Casados à Primeira Vista As mágoas de Diogo Alexandre: da infância complicada ao corte de relações com o pai, e até uma ida à esquadra
Diogo Alexandre esteve no programa ‘Júlia’, da SIC, e revelou como as discussões dos pais o marcaram e o fizeram isolar-se. O conflito fez parte da sua vida quando era mais novo e os progenitores do participante de ‘Casados à Primeira Vista’ acabaram por se divorciar.
A mãe, enfermeira, nunca se esqueceu de si, o filho, nem desistiu do marido, mesmo depois da separação. E é por isso que Diogo Alexandre diz que ela é a sua maior referência. "Eles acabaram por se separar e a minha mãe, ainda assim, não desistiu de o proteger. Quando meu pai teve um cancro da próstata, a minha mãe nunca o abandonou, esteve sempre ao lado dele”, partilhou.
O marido de Carla Barradas confessou a Júlia Pinheiro que, após o divórcio dos pais, cortou relações com o progenitor, polícia de profissão, durante bastante tempo. “Abanou um bocadinho, principalmente porque foi um divórcio litigioso e porque nos separámos um pouco.
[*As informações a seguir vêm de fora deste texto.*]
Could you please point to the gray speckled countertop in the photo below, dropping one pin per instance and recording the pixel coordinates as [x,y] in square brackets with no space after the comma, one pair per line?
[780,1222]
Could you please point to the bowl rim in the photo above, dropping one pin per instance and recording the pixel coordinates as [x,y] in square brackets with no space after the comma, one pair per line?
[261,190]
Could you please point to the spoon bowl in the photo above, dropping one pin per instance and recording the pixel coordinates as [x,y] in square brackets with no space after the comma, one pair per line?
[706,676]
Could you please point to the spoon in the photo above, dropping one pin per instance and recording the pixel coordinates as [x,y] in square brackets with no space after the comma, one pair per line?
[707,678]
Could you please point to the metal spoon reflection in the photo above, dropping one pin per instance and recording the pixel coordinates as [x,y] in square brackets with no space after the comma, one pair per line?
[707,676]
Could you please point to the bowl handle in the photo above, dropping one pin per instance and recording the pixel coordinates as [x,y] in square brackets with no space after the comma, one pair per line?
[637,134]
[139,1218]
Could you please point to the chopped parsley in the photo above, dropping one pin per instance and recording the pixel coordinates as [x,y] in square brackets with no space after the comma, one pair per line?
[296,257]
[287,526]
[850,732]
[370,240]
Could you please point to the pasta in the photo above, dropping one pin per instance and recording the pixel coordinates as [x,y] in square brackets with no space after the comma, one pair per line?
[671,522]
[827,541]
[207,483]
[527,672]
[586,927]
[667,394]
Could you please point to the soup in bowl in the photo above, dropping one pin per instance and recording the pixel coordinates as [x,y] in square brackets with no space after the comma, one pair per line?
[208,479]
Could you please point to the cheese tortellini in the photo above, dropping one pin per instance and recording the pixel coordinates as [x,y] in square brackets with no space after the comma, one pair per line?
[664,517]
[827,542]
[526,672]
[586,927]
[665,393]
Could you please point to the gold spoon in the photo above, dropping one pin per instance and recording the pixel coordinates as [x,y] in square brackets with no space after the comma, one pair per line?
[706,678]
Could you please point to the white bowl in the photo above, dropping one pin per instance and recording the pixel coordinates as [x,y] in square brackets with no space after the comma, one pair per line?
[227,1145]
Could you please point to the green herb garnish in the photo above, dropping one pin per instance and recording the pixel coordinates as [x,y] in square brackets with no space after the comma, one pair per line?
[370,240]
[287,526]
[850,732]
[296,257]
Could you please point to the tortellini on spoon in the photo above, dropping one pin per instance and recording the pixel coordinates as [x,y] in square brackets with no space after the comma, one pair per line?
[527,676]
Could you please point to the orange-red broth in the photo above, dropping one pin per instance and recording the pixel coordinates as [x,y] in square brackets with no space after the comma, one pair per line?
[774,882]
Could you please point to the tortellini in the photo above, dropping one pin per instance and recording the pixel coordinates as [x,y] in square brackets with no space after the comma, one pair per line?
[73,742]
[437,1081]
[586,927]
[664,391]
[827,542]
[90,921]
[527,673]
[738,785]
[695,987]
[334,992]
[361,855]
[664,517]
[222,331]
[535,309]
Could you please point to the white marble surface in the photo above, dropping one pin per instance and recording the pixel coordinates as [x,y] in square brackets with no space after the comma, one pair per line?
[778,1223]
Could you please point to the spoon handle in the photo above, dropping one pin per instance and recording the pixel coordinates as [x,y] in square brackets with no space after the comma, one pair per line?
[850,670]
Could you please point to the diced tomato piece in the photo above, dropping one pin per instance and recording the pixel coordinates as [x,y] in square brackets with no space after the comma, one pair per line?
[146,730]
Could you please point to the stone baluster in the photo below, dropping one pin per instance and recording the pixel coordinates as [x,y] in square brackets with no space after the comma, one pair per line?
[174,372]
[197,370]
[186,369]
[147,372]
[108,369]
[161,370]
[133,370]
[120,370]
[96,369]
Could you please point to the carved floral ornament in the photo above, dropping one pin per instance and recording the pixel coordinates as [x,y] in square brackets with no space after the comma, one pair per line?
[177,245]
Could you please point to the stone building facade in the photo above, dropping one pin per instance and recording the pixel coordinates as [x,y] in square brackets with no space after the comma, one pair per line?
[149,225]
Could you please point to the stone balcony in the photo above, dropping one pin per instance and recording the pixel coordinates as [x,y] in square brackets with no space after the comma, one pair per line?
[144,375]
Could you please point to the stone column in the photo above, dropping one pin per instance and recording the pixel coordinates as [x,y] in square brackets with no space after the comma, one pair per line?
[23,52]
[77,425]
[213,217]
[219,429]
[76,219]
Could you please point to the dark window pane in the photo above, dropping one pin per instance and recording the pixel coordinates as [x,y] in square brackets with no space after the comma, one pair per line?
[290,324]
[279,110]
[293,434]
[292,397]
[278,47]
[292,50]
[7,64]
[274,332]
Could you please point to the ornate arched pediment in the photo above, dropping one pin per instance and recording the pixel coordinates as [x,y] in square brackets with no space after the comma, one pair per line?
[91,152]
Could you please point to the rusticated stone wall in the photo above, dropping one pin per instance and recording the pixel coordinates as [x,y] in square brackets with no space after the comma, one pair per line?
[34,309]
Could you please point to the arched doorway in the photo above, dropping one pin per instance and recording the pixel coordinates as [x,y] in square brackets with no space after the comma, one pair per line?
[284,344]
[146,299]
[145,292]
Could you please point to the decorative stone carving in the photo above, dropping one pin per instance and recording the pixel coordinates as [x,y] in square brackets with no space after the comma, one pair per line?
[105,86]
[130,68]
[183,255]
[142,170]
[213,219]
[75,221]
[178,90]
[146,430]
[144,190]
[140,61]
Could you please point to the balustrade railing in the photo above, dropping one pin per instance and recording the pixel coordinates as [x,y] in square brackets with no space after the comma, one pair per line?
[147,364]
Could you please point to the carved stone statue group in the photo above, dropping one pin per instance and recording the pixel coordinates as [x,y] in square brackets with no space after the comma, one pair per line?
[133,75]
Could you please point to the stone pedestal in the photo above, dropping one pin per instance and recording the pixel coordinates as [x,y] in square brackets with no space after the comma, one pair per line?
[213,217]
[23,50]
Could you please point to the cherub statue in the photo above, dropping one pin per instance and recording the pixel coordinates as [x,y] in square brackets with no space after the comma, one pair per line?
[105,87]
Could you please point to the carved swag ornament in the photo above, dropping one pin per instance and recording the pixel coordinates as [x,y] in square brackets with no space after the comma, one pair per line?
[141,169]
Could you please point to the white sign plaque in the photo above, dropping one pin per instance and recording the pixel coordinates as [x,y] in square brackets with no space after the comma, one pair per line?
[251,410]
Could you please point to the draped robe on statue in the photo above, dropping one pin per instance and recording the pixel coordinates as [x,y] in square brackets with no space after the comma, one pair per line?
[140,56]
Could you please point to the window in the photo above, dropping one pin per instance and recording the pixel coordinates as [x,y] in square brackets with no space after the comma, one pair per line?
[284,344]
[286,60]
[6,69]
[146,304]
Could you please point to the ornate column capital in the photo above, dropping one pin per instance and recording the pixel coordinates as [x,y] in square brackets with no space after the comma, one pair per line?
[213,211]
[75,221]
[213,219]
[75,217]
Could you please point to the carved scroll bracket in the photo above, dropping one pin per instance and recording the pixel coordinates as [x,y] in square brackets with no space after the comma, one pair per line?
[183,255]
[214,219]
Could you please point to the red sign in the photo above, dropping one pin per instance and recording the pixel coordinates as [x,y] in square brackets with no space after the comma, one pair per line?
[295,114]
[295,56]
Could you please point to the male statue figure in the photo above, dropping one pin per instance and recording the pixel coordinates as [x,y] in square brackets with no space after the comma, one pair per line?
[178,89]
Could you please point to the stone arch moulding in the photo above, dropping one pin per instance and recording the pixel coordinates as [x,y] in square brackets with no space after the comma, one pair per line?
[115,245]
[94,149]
Apoiei-me muito mais na minha mãe, fiquei três anos sem falar com o meu pai, e foquei-me muito na união que tinha com a minha mãe", revelou.
Seguiram-se os “bastantes disparates” feitos na infância e adolescência. Foi nesta parte da conversa que Diogo Alexandre contou que foi levado para a esquadra. “Tinha os meus 16 anos. Dava-me com rapazitos mais velhos, já tinham carta, e nós íamos às vezes apanhar fruta. Nem era entrar em coisas privadas, mas sabíamos que havia uma figueira mesmo a céu aberto, íamos lá, apanhávamos os figos, as nêsperas... Entretanto, já estávamos a chegar a casa, à noite, e eu vi um carro abandonado. Havia indícios de que eram toxicodependentes e eu sempre fui muito curioso de ver o que havia lá para dentro”, recordou o concorrente do programa da SIC.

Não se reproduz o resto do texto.